В корчме сидело несколько этих важных панов; Одрын и Винцентий Володкович так и прилипли к ним с самого утра – попивали в их компании мед да водку. Казюк, двигаясь нехотя, словно еще не проснулся, прислуживал им в большой горнице. Пани Юзя со своей, неизменной улыбкой сидела за стойкой, увешанная монистами, как восточный идол.
– Сестра Акручи, сестра Акручи, – сказала она, отворяя дверцу, заходи, пожалуйста, ко мне.
Сестра Малгожата быстро скользнула за стойку, будто спасаясь от Володковича.
– Здесь мне удобней, – сказала она с веселой усмешкой, – я привыкла сидеть за решеткой.
Володкович, вытащив из-за пазухи красный платок, обтирал мокрые усы и с неистовым любопытством таращился на сестру Малгожату. Один из придворных тоже подошел к стойке и поклонился сестре.
– Безмерно рад видеть особу из знаменитого монастыря, – молвил он. Надеюсь, вы, сестра, расскажете нам что-нибудь интересное.
– О, да что я могу рассказать? – смущенно засмеялась сестра. – Это вы бы могли, вы из большого света приехали, из Варшавы.

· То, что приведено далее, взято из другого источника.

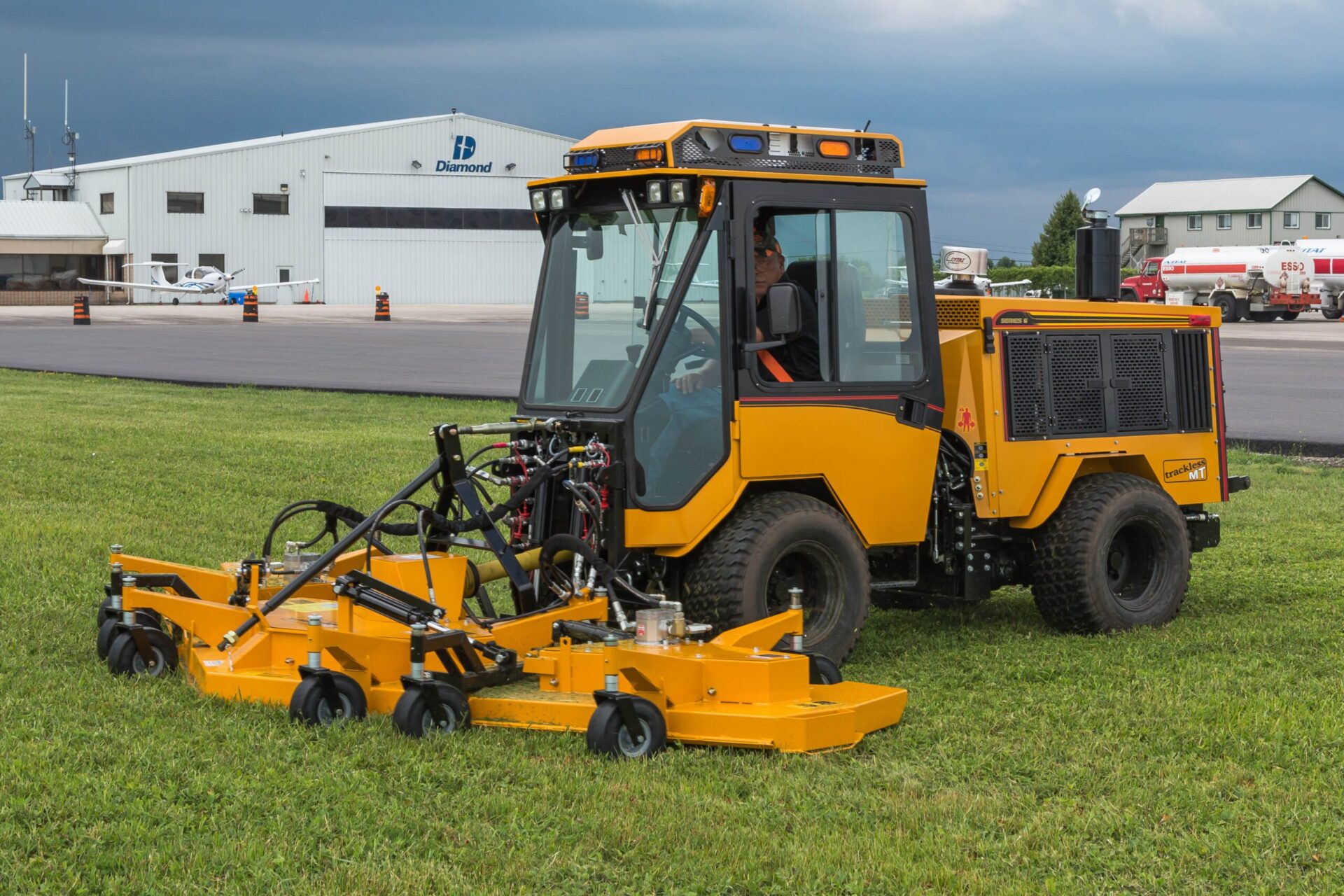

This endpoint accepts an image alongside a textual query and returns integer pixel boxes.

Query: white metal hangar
[0,111,574,304]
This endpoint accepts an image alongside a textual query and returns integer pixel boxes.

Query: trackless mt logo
[434,134,495,174]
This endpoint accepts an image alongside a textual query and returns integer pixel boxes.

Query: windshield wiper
[621,190,685,329]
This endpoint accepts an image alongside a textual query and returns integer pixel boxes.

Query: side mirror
[764,284,802,339]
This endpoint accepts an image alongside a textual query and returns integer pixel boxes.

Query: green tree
[1031,190,1087,266]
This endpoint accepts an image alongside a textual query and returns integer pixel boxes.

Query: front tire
[682,491,869,664]
[1031,473,1189,634]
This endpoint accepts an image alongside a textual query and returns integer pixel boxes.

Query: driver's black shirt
[757,276,821,383]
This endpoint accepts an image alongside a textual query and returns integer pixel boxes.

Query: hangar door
[323,172,542,305]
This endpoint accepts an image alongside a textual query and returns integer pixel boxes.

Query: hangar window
[168,192,206,215]
[324,206,536,231]
[149,253,177,284]
[253,193,289,215]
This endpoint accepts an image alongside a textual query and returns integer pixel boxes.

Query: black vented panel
[1172,330,1214,433]
[1047,333,1106,435]
[1004,333,1047,438]
[1110,333,1169,433]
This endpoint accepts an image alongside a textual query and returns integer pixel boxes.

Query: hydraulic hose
[215,458,442,650]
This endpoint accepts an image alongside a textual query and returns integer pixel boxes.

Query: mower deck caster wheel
[108,626,177,678]
[809,653,844,685]
[97,610,162,659]
[289,672,368,725]
[587,697,668,759]
[393,684,472,738]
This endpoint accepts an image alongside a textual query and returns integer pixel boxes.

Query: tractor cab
[519,121,942,542]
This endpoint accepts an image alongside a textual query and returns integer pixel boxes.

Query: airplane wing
[76,276,216,295]
[241,279,321,289]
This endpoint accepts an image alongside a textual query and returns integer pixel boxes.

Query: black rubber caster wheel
[108,629,177,678]
[97,610,162,659]
[289,672,368,725]
[809,653,844,685]
[393,684,472,738]
[587,697,668,759]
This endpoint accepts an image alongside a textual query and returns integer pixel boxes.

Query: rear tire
[1031,473,1189,634]
[682,491,869,664]
[1214,293,1242,323]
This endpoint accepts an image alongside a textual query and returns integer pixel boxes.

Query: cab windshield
[523,202,699,410]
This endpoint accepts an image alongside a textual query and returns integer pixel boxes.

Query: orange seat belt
[757,348,793,383]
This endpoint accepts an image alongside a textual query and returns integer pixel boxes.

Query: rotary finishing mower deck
[98,419,906,757]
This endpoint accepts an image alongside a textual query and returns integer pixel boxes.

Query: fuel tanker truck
[1296,239,1344,321]
[1160,241,1317,323]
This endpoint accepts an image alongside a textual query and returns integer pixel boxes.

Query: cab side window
[834,209,925,383]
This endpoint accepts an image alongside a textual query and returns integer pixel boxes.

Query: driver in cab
[672,218,821,393]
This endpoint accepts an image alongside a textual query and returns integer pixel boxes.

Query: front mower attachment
[98,422,906,757]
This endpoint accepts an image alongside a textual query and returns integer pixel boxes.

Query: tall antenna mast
[23,54,38,174]
[60,78,79,187]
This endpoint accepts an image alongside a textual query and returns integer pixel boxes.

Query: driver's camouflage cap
[751,218,782,258]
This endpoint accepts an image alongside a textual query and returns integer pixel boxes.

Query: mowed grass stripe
[0,371,1344,893]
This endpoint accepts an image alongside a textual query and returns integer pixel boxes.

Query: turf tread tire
[682,491,871,665]
[1031,473,1191,634]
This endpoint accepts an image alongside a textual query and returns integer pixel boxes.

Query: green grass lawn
[0,371,1344,893]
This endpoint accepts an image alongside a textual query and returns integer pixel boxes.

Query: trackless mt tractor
[98,121,1246,756]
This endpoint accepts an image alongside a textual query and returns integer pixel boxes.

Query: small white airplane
[79,262,318,305]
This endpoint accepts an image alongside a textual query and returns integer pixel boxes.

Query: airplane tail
[122,262,178,286]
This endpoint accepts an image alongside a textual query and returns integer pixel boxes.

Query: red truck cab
[1119,255,1167,302]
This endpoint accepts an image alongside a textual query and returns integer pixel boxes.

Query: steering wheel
[672,304,719,365]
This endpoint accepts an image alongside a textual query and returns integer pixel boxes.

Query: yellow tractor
[98,121,1247,756]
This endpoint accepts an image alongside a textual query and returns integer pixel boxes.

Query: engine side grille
[1172,330,1214,433]
[1005,332,1047,438]
[938,298,980,329]
[1049,333,1106,435]
[1110,333,1169,433]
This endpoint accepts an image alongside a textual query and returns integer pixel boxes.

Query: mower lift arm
[215,458,444,650]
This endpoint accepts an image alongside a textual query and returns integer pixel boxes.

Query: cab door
[730,181,944,545]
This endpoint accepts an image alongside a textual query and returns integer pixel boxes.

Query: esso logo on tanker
[942,251,970,272]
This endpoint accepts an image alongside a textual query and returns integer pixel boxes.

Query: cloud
[1114,0,1321,34]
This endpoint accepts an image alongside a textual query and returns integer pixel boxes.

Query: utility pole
[23,54,38,174]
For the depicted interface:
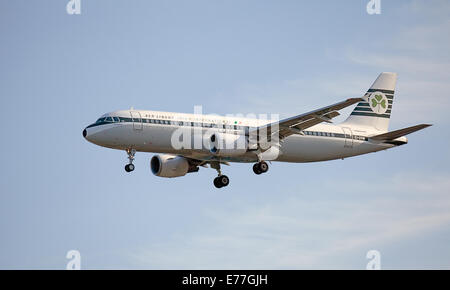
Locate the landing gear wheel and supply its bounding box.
[214,175,230,188]
[214,177,222,188]
[125,164,134,172]
[258,161,269,173]
[253,161,269,175]
[253,163,262,175]
[125,149,136,172]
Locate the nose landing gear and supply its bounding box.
[210,162,230,188]
[125,149,136,172]
[253,161,269,175]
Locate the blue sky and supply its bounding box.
[0,0,450,269]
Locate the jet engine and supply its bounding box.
[150,154,198,177]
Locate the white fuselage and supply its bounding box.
[83,110,407,162]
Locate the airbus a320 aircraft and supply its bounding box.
[83,72,431,188]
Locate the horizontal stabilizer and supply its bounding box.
[370,124,431,141]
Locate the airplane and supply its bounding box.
[83,72,431,188]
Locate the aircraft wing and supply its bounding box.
[369,124,431,141]
[249,98,362,140]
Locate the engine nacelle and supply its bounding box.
[209,133,248,157]
[150,154,192,177]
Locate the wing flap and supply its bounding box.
[369,124,431,141]
[250,98,362,139]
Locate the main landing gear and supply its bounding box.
[125,149,136,172]
[210,162,230,188]
[253,161,269,175]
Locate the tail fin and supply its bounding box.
[345,72,397,132]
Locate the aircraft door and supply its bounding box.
[130,111,143,131]
[342,127,353,148]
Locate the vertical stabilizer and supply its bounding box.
[344,72,397,132]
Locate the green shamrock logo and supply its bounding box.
[370,95,387,113]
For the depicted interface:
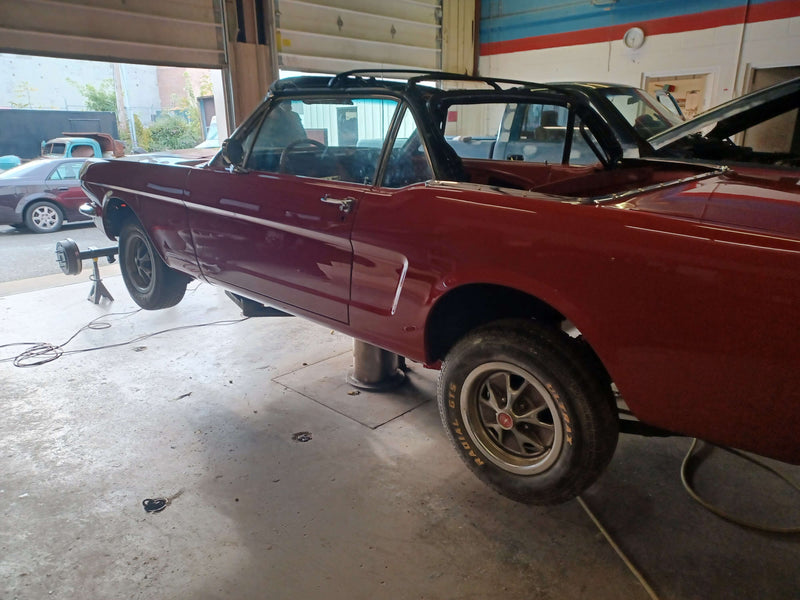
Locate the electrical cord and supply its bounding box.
[0,308,250,368]
[681,438,800,534]
[576,496,659,600]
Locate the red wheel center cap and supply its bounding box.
[497,413,514,429]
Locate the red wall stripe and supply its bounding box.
[481,0,800,56]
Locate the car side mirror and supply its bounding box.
[222,138,244,168]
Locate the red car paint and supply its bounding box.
[82,72,800,464]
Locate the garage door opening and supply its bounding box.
[0,54,227,165]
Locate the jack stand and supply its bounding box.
[86,256,114,304]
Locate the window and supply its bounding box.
[445,102,599,165]
[382,110,433,188]
[49,162,83,180]
[244,97,397,184]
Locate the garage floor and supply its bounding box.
[0,272,800,600]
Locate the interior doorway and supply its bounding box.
[644,73,711,119]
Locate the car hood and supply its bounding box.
[647,77,800,154]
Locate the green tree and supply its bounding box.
[148,113,200,152]
[67,77,117,112]
[11,81,37,108]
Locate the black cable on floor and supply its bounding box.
[681,438,800,534]
[0,308,250,368]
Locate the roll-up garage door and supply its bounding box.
[0,0,225,68]
[274,0,442,73]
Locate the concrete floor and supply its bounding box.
[0,272,800,600]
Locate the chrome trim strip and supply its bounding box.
[103,184,185,205]
[392,256,408,315]
[582,167,730,206]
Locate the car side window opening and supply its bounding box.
[445,102,599,165]
[381,104,433,188]
[243,97,398,184]
[48,163,81,180]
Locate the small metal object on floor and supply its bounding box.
[347,340,406,392]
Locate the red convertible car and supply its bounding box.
[81,71,800,504]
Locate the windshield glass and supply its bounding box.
[0,161,47,179]
[42,142,67,156]
[599,88,683,139]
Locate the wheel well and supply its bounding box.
[425,284,612,384]
[103,198,138,237]
[425,284,565,362]
[22,198,64,218]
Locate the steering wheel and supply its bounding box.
[278,138,328,173]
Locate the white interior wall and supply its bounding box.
[480,17,800,109]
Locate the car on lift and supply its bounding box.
[81,71,800,504]
[0,158,89,233]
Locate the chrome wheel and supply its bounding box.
[126,236,153,292]
[25,201,63,233]
[460,362,564,475]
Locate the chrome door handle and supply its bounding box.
[320,194,356,213]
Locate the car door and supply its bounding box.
[187,96,397,323]
[45,160,88,221]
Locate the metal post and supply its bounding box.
[347,340,406,392]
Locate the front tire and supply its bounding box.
[438,320,619,504]
[25,200,64,233]
[119,220,190,310]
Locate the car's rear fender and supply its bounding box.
[14,192,64,223]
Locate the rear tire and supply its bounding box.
[119,220,191,310]
[25,200,64,233]
[438,320,619,504]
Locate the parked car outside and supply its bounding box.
[0,158,89,233]
[81,71,800,504]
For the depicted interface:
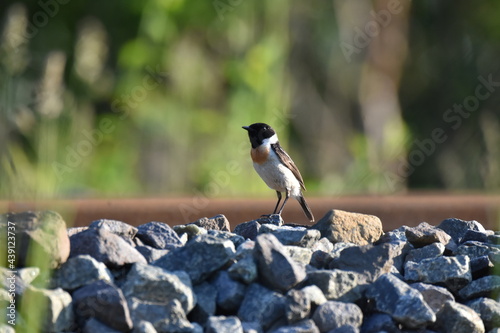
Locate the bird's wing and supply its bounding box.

– Кабы не ваши сестрички да не ваш монастырь, – сказал придворный, звали его пан Хжонщевский, – мы бы и не приехали. Его высочество королевич только ради вас сюда явился и завтра будет в костеле.
Сестра погрустнела.
– О, конечно, – огорченно прошептала она, – но ведь это такая беда!
И она умоляюще взглянула на пана Хжонщевского. Ей не хотелось, чтобы он задавал вопросы.
На помощь пришла пани Юзефа. Чтобы отчасти переменить тему, она спросила:
– А как там наш новенький ксендз?
Увы, здесь, вблизи монастыря, любой разговор переходил все на тот же предмет, от этого наваждения нельзя было избавиться. Сестра Малгожата все же немного повеселела.
– Вчера провела я ксендза в его покои, после беседы с матерью настоятельницей он был бледный, как мертвец, еле шел. Нет, он для нашего монастыря слабоват. То ли дело ксендз Лактанциуш, ксендз Игнаций… Те-то – львы! – засмеялась сестра, блеснув глазами. – А этот! Конечно, она показала ему обычный свой фокус с закопченной ручкой!
– Значит, мать Иоанна обманывает? – спросил Володкович.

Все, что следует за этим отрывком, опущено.